Frequently asked questions

Why does RLHF use a reward model instead of asking humans to score every output directly?

Humans are unreliable at assigning absolute scores but consistent at picking the better of two outputs. RLHF collects pairwise preferences, fits a Bradley-Terry reward model to them, and then queries that model millions of times during PPO — far cheaper and lower-variance than putting a human in every training loop.

What is the KL penalty in RLHF and why is it needed?

The PPO objective subtracts β·KL(policy ‖ reference) from the reward. Without it the policy drifts far from the SFT model to maximize a reward model that is only accurate near the training distribution, producing fluent gibberish that scores high — classic reward hacking. The KL term tethers the policy to the reference, trading a little reward for staying in-distribution.

What are the three stages of RLHF?

1) Supervised fine-tuning (SFT): fine-tune the base model on high-quality human demonstrations. 2) Reward modeling: collect pairwise preference labels and train a reward model with a Bradley-Terry loss. 3) RL optimization: use PPO to maximize the reward model's score minus a KL penalty against the SFT model. The InstructGPT paper (Ouyang et al., 2022) defines this canonical pipeline.

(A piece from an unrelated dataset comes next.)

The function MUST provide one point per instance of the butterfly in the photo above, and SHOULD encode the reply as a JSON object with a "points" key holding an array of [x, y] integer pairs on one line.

How is RLHF different from DPO?

Direct Preference Optimization removes the explicit reward model and the RL loop entirely. It rewrites the KL-constrained RL objective so that the optimal policy IS its own implicit reward model, yielding a simple classification-style loss trained directly on preference pairs. DPO is far simpler and more stable to train but ties you to your fixed preference dataset; RLHF's separate reward model can be queried on fresh on-policy samples.

What is reward hacking in RLHF?

Reward hacking is when the policy finds outputs that score highly under the reward model but are bad by human standards — exploiting blind spots in an imperfect proxy. Common symptoms are excessive length, repeated flattery, and formulaic structure. Mitigations include the KL penalty, length-normalizing the reward, reward-model ensembles, and periodically retraining the reward model on fresh on-policy samples.

How much human labeling does RLHF actually require?

Less than people expect. InstructGPT was trained on roughly 13k SFT demonstrations and about 33k reward-model prompts (each ranked into C(K,2) pairs, so hundreds of thousands of comparison labels), and the resulting 1.3B-parameter model was preferred over the 175B GPT-3 base. Llama 2 used over 1M human preference comparisons. The reward model amortizes that cost — it answers the billions of reward queries PPO needs without any further human input.